Along with fire and brake failure, a stuck throttle is one of the most feared safety risks in racing. Considering even the most robust car and safety equipment have limitations, it is fortunate this is a rare event. The conditions that can cause a throttle to stick are not always foreseeable. However, you can drastically improve your odds by learning from others, so we are sharing some of our experiences.
Most throttles connect to the pedal by a solid linkage or a cable. Solid linkages provide a means to pull back on the pedal. Still, they can be difficult to route around engine components such as exhaust headers and airboxes. With a carburetor, the most common problem is maintaining clearance between the front of the linkage and the air filter housing. Most race cars have tall manifolds and carb spacers, which makes fitting an air filter element under the hood only possible with a dropped filter housing. Dropped housings confine the typical Holley carburetor lever into a tight space. Creating linkage clearance can require the base's indention near the throttle, which is risky because the one fastener in the center permits the housing to rotate. If the housing base turns while the throttle is open, it can jam against the linkage. This problem can also happen with the offset-type filter housing.
Such was the case in 1980 when Dale Woolworth smashed through the turn-three guard rail at Auto City Speedway, nose-first into the pit area, narrowly missing a crew member. Dale had his bell rung and some bruises, but things could have been far worse. The best way to prevent this problem is to lower the carburetor and reduce the drop in the housing. Still, not many racers will sacrifice the associated loss in performance unless the rules require doing so. The next best measure is to attach the filter housing to the cold air box to prevent it from turning, and if you don't use a cold air box, then secure the base from rotating by another means.
With EFI, the throttle body lever and pedal are often on opposite sides of the engine. All racing linkages are, in some parts, improvised and articulated in multiple places to transfer the motion. The installer must time the position of all levers not to create a toggle-lock. A toggle-lock happens when arcs in a mechanism travel over their center. Linkages have a series of spherical rod end bearings held inline with jam nuts that, if loosened, can bind. The more bearings used, the more potential for problems. Because linkages are not encased like a cable, they are vulnerable to interference with anything under the hood, such as stones, tire rubber, and even the hood itself. We had an experience with an ASA car in 2004 where the team fabricated a linkage over the intake manifold, and air pressure collapsed the hood onto the linkage and stuck the throttle. Fortunately, the driver switched off the ignition in time for the car to slow, and the hood popped back up. The solution was installing a hood support, but better yet would have been not to place the linkage in this vulnerable location.

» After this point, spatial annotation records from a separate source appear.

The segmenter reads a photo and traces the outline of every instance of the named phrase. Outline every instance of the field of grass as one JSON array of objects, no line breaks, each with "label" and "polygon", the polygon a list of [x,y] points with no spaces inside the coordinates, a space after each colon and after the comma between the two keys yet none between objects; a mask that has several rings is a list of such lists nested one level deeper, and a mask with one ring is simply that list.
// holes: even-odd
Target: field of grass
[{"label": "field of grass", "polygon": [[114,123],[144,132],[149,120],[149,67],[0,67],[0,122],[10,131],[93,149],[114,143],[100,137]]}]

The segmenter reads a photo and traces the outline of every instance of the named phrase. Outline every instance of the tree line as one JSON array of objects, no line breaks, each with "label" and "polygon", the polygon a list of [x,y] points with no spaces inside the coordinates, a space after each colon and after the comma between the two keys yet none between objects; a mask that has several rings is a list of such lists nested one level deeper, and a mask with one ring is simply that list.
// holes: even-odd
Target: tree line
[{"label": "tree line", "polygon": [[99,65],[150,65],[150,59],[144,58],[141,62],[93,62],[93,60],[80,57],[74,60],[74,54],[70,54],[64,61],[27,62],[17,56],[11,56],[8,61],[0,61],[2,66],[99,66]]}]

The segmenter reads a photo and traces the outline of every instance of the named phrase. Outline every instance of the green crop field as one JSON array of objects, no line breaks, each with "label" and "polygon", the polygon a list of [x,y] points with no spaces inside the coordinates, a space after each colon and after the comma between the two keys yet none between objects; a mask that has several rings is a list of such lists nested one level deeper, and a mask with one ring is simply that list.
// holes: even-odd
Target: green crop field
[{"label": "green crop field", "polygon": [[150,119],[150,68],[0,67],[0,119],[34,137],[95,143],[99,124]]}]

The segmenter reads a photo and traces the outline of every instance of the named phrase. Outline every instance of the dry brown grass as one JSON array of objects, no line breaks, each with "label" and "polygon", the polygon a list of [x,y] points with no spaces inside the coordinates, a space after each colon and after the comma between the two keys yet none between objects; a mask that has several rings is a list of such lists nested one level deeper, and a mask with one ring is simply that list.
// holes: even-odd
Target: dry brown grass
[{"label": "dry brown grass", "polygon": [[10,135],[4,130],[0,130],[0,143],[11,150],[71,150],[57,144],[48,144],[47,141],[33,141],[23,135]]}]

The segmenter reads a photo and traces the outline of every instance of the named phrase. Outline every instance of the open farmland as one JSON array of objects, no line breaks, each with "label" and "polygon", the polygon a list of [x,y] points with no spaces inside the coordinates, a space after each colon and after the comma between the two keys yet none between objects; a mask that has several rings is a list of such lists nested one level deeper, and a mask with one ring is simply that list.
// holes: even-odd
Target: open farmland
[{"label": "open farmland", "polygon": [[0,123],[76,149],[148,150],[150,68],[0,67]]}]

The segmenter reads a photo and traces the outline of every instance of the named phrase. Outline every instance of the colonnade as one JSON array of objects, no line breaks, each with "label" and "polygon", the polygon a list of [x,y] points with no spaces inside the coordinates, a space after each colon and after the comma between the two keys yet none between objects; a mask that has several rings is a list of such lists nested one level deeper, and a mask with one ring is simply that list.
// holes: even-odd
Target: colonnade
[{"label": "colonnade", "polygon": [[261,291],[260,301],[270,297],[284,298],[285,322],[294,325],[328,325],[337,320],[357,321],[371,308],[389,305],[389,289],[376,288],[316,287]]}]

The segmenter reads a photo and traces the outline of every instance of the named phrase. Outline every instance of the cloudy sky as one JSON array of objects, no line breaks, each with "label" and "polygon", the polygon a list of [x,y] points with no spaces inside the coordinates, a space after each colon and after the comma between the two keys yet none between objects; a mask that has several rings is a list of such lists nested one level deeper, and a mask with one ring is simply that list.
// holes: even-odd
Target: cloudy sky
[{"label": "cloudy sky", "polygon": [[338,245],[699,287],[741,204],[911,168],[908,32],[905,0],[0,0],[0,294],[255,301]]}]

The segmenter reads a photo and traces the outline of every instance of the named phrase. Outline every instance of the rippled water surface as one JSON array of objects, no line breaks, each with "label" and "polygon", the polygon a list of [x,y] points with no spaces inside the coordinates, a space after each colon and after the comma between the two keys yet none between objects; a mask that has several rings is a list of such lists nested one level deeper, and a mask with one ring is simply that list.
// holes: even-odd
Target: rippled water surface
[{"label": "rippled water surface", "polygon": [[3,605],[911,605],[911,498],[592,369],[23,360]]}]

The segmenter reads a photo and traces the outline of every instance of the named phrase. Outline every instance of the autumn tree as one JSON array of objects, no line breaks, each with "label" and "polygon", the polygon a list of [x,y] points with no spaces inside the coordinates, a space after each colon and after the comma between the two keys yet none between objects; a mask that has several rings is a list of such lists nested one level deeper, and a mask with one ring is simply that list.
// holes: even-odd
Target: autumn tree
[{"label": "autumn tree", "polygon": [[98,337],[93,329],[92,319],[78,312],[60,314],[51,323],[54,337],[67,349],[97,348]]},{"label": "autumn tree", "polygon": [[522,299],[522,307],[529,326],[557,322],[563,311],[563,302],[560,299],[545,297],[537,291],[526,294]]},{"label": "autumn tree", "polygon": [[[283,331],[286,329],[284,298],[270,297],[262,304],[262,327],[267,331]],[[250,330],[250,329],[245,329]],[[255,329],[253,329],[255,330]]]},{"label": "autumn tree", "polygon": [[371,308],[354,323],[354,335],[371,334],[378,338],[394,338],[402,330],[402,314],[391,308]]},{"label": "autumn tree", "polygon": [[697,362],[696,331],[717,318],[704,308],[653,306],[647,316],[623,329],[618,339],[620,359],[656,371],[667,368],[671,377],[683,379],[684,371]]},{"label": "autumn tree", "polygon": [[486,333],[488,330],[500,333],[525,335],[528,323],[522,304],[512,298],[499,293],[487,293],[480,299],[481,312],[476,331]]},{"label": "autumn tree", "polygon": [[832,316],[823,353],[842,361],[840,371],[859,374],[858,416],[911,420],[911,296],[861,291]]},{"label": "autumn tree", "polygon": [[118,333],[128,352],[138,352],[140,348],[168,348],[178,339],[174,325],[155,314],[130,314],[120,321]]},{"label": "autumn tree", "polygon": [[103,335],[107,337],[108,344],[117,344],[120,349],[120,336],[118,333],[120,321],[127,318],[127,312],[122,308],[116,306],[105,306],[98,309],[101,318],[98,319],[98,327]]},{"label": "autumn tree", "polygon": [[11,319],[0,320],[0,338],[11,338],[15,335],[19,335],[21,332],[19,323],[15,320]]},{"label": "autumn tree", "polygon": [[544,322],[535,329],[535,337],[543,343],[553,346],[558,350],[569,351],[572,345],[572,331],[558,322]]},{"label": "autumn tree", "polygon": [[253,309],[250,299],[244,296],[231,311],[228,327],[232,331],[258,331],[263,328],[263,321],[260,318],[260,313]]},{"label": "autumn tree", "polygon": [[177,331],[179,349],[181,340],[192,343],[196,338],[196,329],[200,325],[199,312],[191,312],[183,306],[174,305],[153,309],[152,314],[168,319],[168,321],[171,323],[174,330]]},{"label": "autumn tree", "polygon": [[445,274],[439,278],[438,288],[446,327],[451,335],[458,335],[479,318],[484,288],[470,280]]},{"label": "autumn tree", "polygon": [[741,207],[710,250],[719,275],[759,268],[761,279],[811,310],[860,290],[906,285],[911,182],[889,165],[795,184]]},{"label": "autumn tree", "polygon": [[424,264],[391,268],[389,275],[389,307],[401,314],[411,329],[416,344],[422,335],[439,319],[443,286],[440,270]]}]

Throttle cables have risks of their own. The most notable disadvantage of a cable is it is single-directional, so pulling back the pedal does no good. Cables can wear or break, or you can pull the ends off, which only returns the engine to idle, but a correctly installed cable is less exposed than a solid linkage. Nevertheless, cables can still stick from snags, corrosion, or neglect. In 2013, a driver demolished a TA2 car in turn-six at Road-Atlanta after a homemade cable clamp hooked the end of the fuel rail. Fortunately, the track had a tire barrier and a movable wall to lessen the impact.
It is best to use a heavy gauge throttle cable with the housing sleeve as long as possible to limit cable exposure. Considering what's at stake, we suggest replacing the throttle cable as often as you freshen or replace the engine.
Installing a solid stop for the pedal is a good idea with a linkage or cable. A stop prevents the driver from bending the linkage or breaking the cable, but the stop can also be problematic.
In 2014, a tall TA2 driver bent the pedal to fit his size 13 shoe at Homestead Speedway. Unfortunately, the modification for his big stomper misaligned the pedal with the stop and the edges hooked, locking the throttle open. Fortunately, turn one of the Homestead infield course has a long run-off to NASCAR turn one giving the driver time to switch off the ignition before contacting the SAFER barrier.
We don't have all the answers, but we may have some that others do not. We are glad to hear about your experiences and encourage an open dialogue on safety issues that may prevent someone from repeating a costly mistake.